June 15, 2004

The International Necronautical Society “We, the First Committee of the International Necronautical Society, declare the following:- 1.That death is a type of space, which we intend to map, enter, colonise and, eventually, inhabit.

2. That there is no beauty without death, its immanence. We shall sing death's beauty - that is, beauty. 3. That we shall take it upon us, as our task, to bring death out into the world. We will chart all its forms and media: in literature and art, where it is most apparent; also in science and culture, where it lurks submerged but no less potent for the obfuscation… Our very bodies are no more than vehicles carrying us ineluctably towards death. We are all necronauts, always, already. 4. Our ultimate aim shall be the construction of a craft that will convey us into death in such a way that we may, if not live, then at least persist… Let us deliver ourselves over utterly to death, not in desperation but rigorously, creatively, eyes and mouths wide open so that they may be filled from the deep wells of the Unknown.” I love the Map.

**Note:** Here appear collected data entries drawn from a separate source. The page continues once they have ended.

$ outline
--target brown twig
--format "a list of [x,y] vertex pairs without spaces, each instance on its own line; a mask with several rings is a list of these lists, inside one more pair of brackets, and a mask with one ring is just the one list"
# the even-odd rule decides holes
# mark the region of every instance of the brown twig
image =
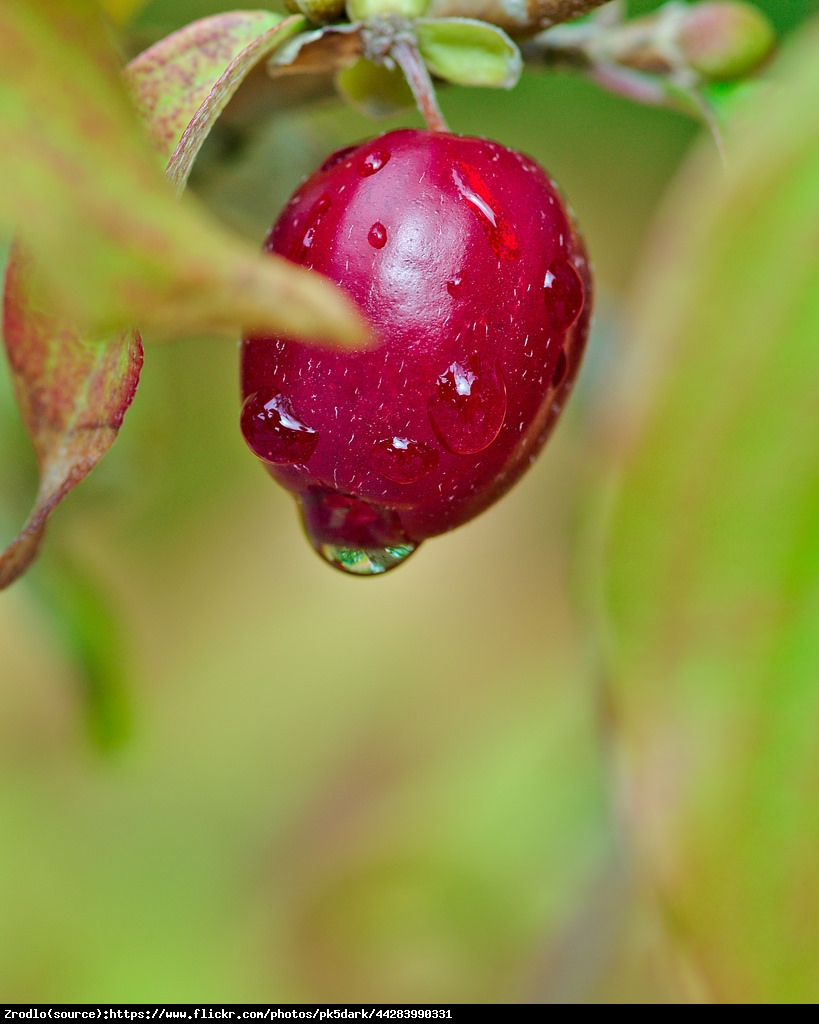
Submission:
[[478,18],[521,35],[580,18],[608,0],[431,0],[430,18]]

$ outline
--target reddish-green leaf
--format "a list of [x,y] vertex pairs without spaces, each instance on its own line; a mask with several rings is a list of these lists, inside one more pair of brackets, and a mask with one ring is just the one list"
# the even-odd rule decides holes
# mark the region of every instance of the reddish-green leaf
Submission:
[[[201,23],[184,30],[132,67],[178,186],[244,75],[302,25],[265,12],[209,19],[204,34]],[[317,275],[258,255],[174,198],[87,0],[0,8],[0,148],[0,225],[16,226],[31,254],[18,249],[9,267],[5,343],[41,473],[34,510],[0,556],[3,587],[116,437],[141,363],[123,328],[266,326],[354,341],[361,324]]]
[[126,81],[176,188],[184,187],[208,132],[248,72],[306,24],[300,15],[230,11],[186,25],[131,61]]
[[0,5],[0,151],[0,226],[19,229],[58,306],[93,333],[362,340],[339,290],[174,199],[90,0]]
[[25,571],[52,509],[114,443],[142,366],[138,334],[83,340],[38,305],[31,277],[30,259],[15,246],[6,272],[3,336],[40,488],[28,521],[0,555],[0,589]]

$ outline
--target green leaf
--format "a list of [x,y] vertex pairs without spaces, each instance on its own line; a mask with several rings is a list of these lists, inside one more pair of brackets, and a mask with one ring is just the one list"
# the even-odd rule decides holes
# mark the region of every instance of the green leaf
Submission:
[[413,25],[421,56],[439,78],[498,89],[517,85],[523,59],[503,29],[472,18],[419,18]]
[[100,6],[115,22],[127,22],[144,7],[146,0],[100,0]]
[[104,754],[121,748],[131,735],[132,708],[127,645],[115,603],[87,571],[65,558],[50,559],[31,583],[73,664],[91,742]]
[[819,25],[776,71],[647,254],[605,566],[629,821],[726,1002],[819,998]]
[[40,487],[18,537],[0,554],[0,589],[29,566],[46,520],[116,439],[142,367],[139,335],[88,342],[32,295],[31,260],[16,246],[6,271],[3,338]]
[[363,340],[338,289],[175,200],[90,0],[0,6],[0,150],[0,230],[19,229],[57,308],[91,334]]
[[347,102],[369,117],[390,117],[415,103],[400,68],[363,58],[336,75],[336,88]]
[[306,24],[270,11],[216,14],[160,40],[127,66],[136,108],[177,189],[248,73]]
[[721,119],[733,116],[743,104],[750,107],[761,99],[769,83],[764,79],[741,79],[738,82],[710,82],[700,88],[704,99]]

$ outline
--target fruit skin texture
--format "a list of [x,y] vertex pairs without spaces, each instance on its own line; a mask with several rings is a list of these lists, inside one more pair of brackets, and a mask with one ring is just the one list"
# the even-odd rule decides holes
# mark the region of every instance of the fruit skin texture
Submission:
[[242,345],[242,430],[313,545],[383,572],[496,501],[534,460],[588,333],[583,242],[534,161],[402,129],[340,150],[265,250],[341,284],[380,344]]

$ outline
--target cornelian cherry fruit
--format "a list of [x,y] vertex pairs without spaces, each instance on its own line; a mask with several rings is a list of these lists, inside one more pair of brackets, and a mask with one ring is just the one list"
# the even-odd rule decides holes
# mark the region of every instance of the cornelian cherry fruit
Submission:
[[327,562],[385,572],[534,461],[586,342],[583,242],[528,157],[402,129],[326,160],[265,250],[345,288],[380,343],[245,338],[242,432]]

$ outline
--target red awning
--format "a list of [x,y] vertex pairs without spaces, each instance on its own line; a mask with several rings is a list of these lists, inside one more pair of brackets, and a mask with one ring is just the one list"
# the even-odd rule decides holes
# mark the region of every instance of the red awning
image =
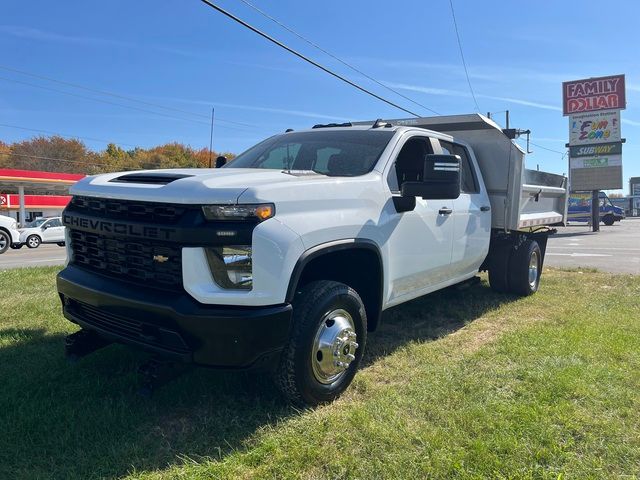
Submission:
[[[29,209],[63,209],[70,200],[69,195],[25,195],[24,206]],[[0,209],[18,210],[19,208],[20,196],[18,194],[0,194]]]
[[10,168],[0,168],[0,180],[13,180],[19,183],[33,182],[73,184],[84,177],[85,175],[78,173],[40,172],[37,170],[14,170]]

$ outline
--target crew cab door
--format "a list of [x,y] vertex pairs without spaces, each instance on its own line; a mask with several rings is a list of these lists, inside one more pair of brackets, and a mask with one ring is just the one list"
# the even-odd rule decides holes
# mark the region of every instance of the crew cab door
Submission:
[[[400,196],[402,183],[422,178],[424,157],[434,153],[437,140],[408,134],[396,148],[387,172],[393,197]],[[405,200],[405,198],[402,198]],[[400,303],[435,290],[446,281],[453,242],[452,200],[415,199],[413,210],[398,211],[390,198],[388,252],[390,304]],[[400,210],[402,210],[400,208]]]
[[451,274],[477,272],[489,251],[491,205],[471,151],[464,145],[440,140],[442,153],[460,157],[460,196],[453,201]]

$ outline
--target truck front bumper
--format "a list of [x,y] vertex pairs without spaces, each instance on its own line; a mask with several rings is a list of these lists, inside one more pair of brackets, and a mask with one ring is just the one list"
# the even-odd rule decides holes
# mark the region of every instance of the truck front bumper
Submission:
[[57,277],[64,316],[119,343],[209,367],[269,368],[289,337],[291,305],[203,305],[75,266]]

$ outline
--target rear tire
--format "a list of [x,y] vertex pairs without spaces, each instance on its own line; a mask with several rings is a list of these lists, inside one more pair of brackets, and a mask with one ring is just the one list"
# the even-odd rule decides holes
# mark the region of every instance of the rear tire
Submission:
[[38,235],[29,235],[26,242],[27,247],[29,248],[38,248],[41,243],[42,243],[42,240]]
[[0,253],[4,253],[11,245],[11,237],[4,230],[0,230]]
[[610,227],[611,225],[614,224],[614,222],[616,221],[615,218],[613,218],[611,215],[607,215],[606,217],[604,217],[602,219],[602,223],[604,223],[606,226]]
[[535,240],[525,240],[513,250],[509,267],[509,286],[512,293],[528,296],[536,293],[542,274],[542,251]]
[[58,245],[59,247],[64,247],[64,246],[65,246],[65,243],[64,243],[64,242],[58,242],[58,243],[57,243],[57,245]]
[[276,383],[287,400],[316,406],[351,384],[367,341],[367,315],[358,293],[333,281],[309,283],[293,301],[292,332]]
[[14,250],[20,250],[22,247],[24,247],[24,243],[12,243],[11,244],[11,248],[13,248]]
[[513,248],[511,244],[504,245],[504,248],[496,251],[493,255],[489,267],[489,285],[494,292],[509,292],[509,260]]

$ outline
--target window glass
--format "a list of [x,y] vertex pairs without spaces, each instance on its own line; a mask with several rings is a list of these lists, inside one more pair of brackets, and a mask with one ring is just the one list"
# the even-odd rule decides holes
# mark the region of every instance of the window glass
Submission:
[[387,182],[392,192],[399,192],[403,182],[422,181],[424,157],[432,153],[427,137],[411,137],[402,146]]
[[62,226],[62,222],[60,221],[59,218],[54,218],[53,220],[50,220],[49,222],[47,222],[47,227],[51,228],[51,227],[61,227]]
[[326,172],[329,166],[329,158],[339,153],[340,149],[336,147],[326,147],[316,150],[316,161],[313,162],[313,170],[316,172]]
[[32,222],[27,223],[27,228],[36,228],[41,227],[44,222],[46,222],[46,218],[36,218]]
[[440,146],[444,155],[458,155],[460,157],[460,191],[463,193],[480,192],[467,149],[462,145],[442,140],[440,140]]
[[223,168],[314,170],[352,177],[370,172],[394,132],[389,130],[316,130],[276,135],[240,154]]
[[265,152],[265,155],[260,157],[260,167],[259,168],[273,168],[277,170],[287,170],[290,165],[293,165],[293,161],[300,150],[300,144],[294,143],[286,145],[282,145],[281,147],[276,147],[268,152]]

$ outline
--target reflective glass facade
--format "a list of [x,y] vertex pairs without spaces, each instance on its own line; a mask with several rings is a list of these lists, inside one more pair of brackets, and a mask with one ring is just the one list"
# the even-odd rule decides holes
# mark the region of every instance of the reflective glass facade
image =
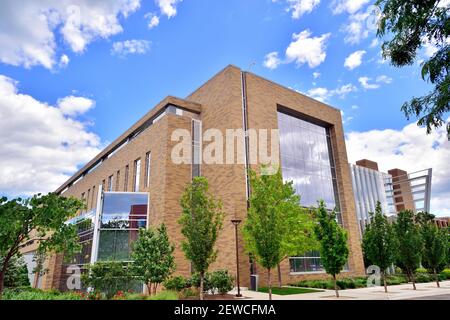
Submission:
[[302,206],[323,199],[328,209],[339,207],[328,130],[282,112],[278,128],[283,179],[293,181]]
[[130,260],[131,243],[147,225],[148,195],[105,193],[97,260]]
[[[283,180],[293,182],[302,206],[317,206],[318,200],[324,200],[329,210],[336,209],[341,222],[328,129],[282,112],[278,112],[278,128]],[[319,252],[299,255],[289,260],[291,273],[324,271]]]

  • At first I thought this might be a goth thing, but now I think it's a loon thing. Death Day on MoFi.
  • At first I thought "colonise" was a British thing, but the online OED doesn't know it either. /puts on an industrial strength buttplug
  • /puts on an industrial strength buttplug I don't think you need it just yet. So long as you make very sure that in your will, you make it very clear that your butt be plugged upon death, you should be fine.
  • 6.43II Death is not an event of life. Death is not lived through. -- Wittgenstein
  • Wait, wait, wait! What does butt-plugging have to do with anything?

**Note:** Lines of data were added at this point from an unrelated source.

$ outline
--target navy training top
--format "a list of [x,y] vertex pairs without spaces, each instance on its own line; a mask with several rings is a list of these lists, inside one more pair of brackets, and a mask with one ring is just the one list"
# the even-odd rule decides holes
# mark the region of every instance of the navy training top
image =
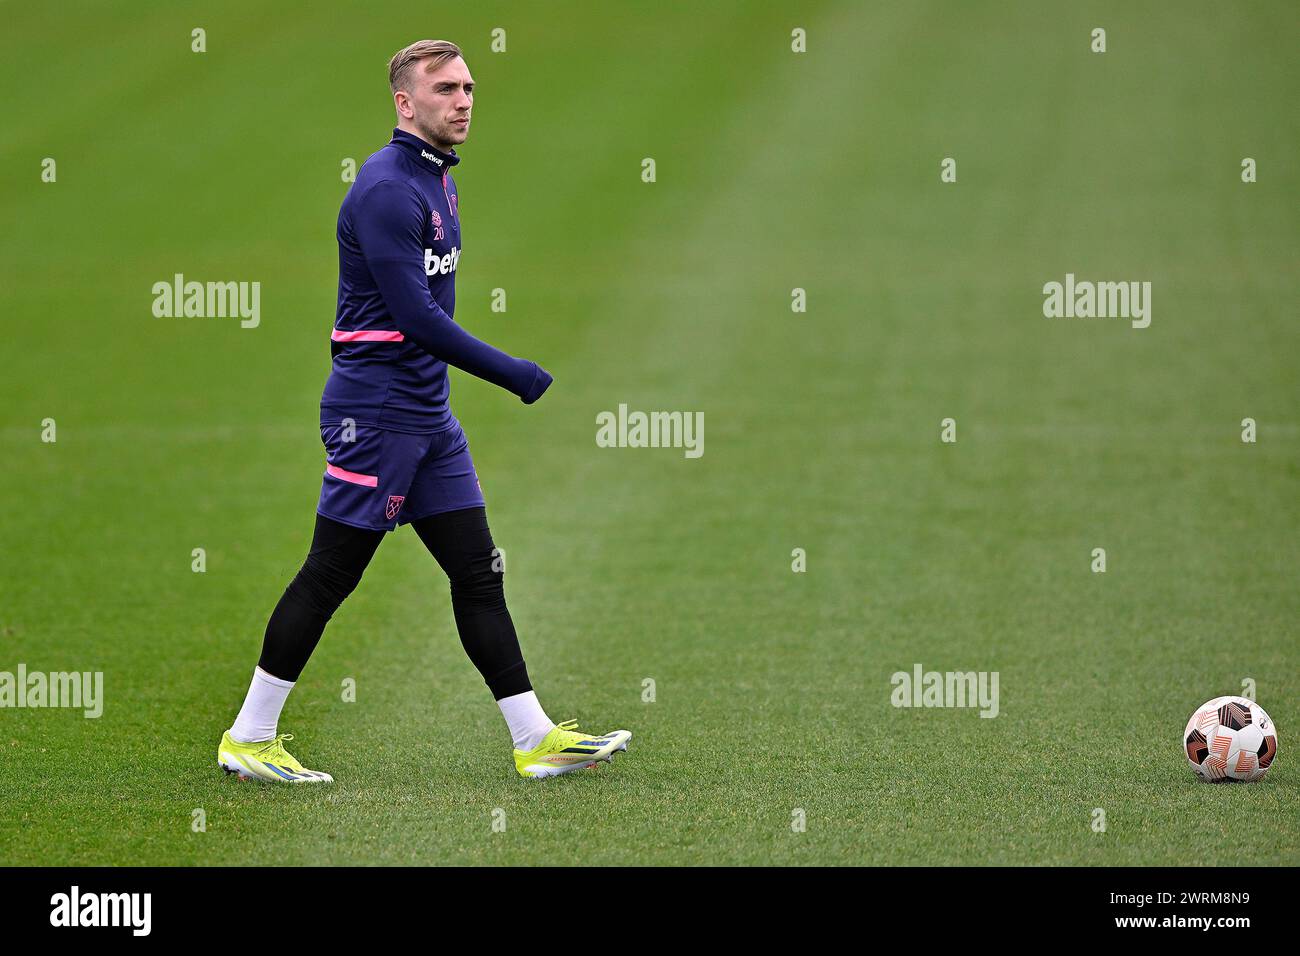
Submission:
[[447,366],[537,401],[551,376],[462,329],[456,310],[460,162],[405,130],[362,165],[339,209],[339,297],[322,425],[350,418],[394,431],[454,421]]

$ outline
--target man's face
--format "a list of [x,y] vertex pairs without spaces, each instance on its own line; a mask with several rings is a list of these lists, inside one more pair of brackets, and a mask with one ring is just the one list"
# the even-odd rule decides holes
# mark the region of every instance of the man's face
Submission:
[[417,63],[409,90],[397,94],[397,109],[415,127],[420,138],[448,150],[469,136],[469,114],[474,105],[474,78],[460,57],[430,72],[432,60]]

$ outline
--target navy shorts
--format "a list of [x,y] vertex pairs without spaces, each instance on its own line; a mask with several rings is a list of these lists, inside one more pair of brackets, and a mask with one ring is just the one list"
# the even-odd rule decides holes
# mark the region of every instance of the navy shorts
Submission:
[[325,477],[316,511],[357,528],[392,531],[429,515],[483,507],[460,423],[432,435],[369,425],[322,425]]

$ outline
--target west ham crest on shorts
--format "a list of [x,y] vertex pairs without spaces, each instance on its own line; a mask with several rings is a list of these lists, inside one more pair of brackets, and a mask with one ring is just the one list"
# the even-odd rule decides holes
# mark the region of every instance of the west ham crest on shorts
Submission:
[[384,509],[384,517],[392,521],[397,517],[397,512],[402,510],[402,502],[406,500],[405,495],[389,495],[388,507]]
[[442,216],[438,213],[438,210],[436,209],[433,211],[433,224],[435,226],[442,225]]

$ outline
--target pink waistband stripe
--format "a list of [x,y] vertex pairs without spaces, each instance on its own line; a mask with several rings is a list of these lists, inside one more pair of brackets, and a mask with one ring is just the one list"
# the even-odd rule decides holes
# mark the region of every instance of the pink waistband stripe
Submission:
[[348,471],[346,468],[340,468],[338,465],[325,463],[325,474],[333,475],[342,481],[350,481],[354,485],[365,485],[367,488],[377,488],[379,486],[378,475],[358,475],[355,471]]
[[330,333],[335,342],[405,342],[406,336],[396,329],[360,329],[356,332],[344,332],[335,329]]

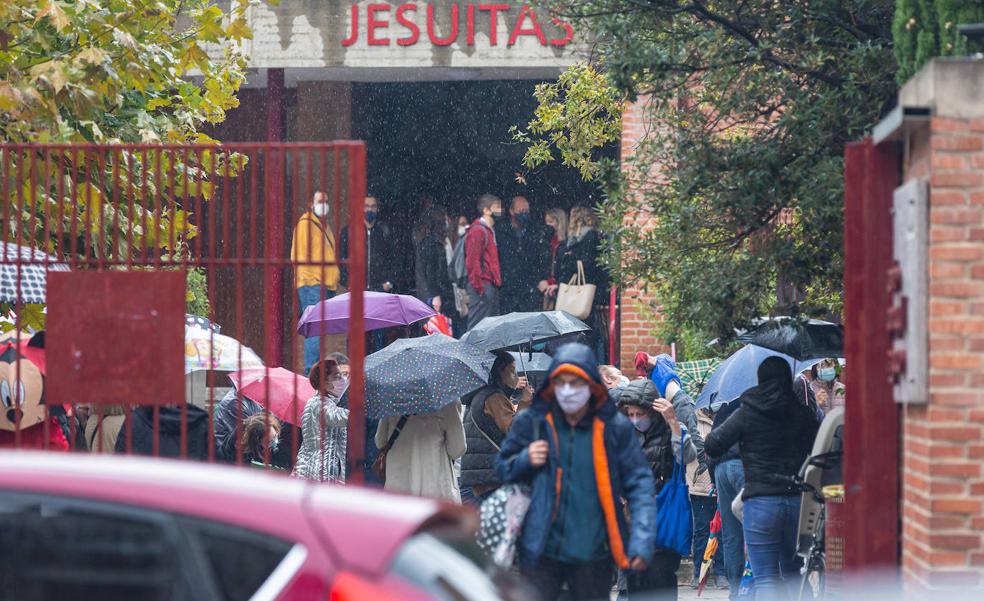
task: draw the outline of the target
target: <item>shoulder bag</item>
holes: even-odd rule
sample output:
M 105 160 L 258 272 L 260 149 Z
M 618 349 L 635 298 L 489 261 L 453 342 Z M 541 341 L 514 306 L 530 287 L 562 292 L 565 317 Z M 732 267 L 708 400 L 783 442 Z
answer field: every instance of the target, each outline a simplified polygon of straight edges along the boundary
M 379 449 L 379 455 L 376 456 L 376 460 L 372 462 L 372 473 L 376 474 L 382 480 L 386 480 L 386 454 L 390 452 L 393 445 L 396 443 L 396 439 L 400 437 L 400 432 L 403 430 L 403 426 L 407 425 L 408 416 L 404 415 L 400 417 L 400 421 L 396 422 L 396 428 L 393 429 L 393 433 L 390 434 L 389 440 L 383 448 Z
M 584 263 L 578 261 L 577 273 L 557 290 L 557 310 L 566 311 L 578 319 L 587 319 L 591 315 L 597 289 L 596 285 L 585 280 Z
M 683 464 L 683 443 L 687 432 L 680 437 L 680 458 L 673 460 L 673 475 L 656 495 L 656 546 L 680 555 L 691 552 L 693 542 L 693 510 L 687 491 L 686 468 Z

  • "Our ultimate aim shall be the construction of a craft that will convey us into death Hyundai beat them to it
  • "Wait, wait, wait! What does butt-plugging have to do with anything?" If you have to ask this, then explaining it is pointless.
  • The Society's name is well chosen. I shall sleep easy knowing that the purveyors of the two certain things in life have a common acronym -- it should make future mergers easy even!
  • Monkeyfilter: Explaining it is pointless. That was better than a comment about a pointless buttplug. dang! *slaps forehead Argh: Best. Comment. In. Post.
  • Err, cancel that. I can never keep these American acronyms straight. IRS != INS (or are they?)
  • Don't we all secretly write lists of hot dead people we'd like to colonize? Am I in the right thread?
  • Shit, I could have made this a joke about the new Morrissey and Cure albums, couldn't I? If only I could harness the power of death to go back in time and become full of wit and delight!
  • I second BlueHorse.
  • "Read literally, the INS manifesto sounds more like a crackpot offshoot of the Society for Psychical Research, or the latest announcement from the Extropian movement, but such a straightforward interpretation only places unwanted and unnecessary restrictions on the project, limiting its otherwise almost limitless scope." I know I'm going to be using that paragraph again - I can justify almost anything!
  • i heart the fortean times, where that article ran. check it out.
  • Wait, so this is where the INS deports people? So "we're sending you home" is just an ominous euphemism? Renew those visas, people. Unless you want to meet Queequeq that badly.
  • You think the U.S. INS will start investigating this INS if they illegally colonise, well... Okay, I'll stop right there.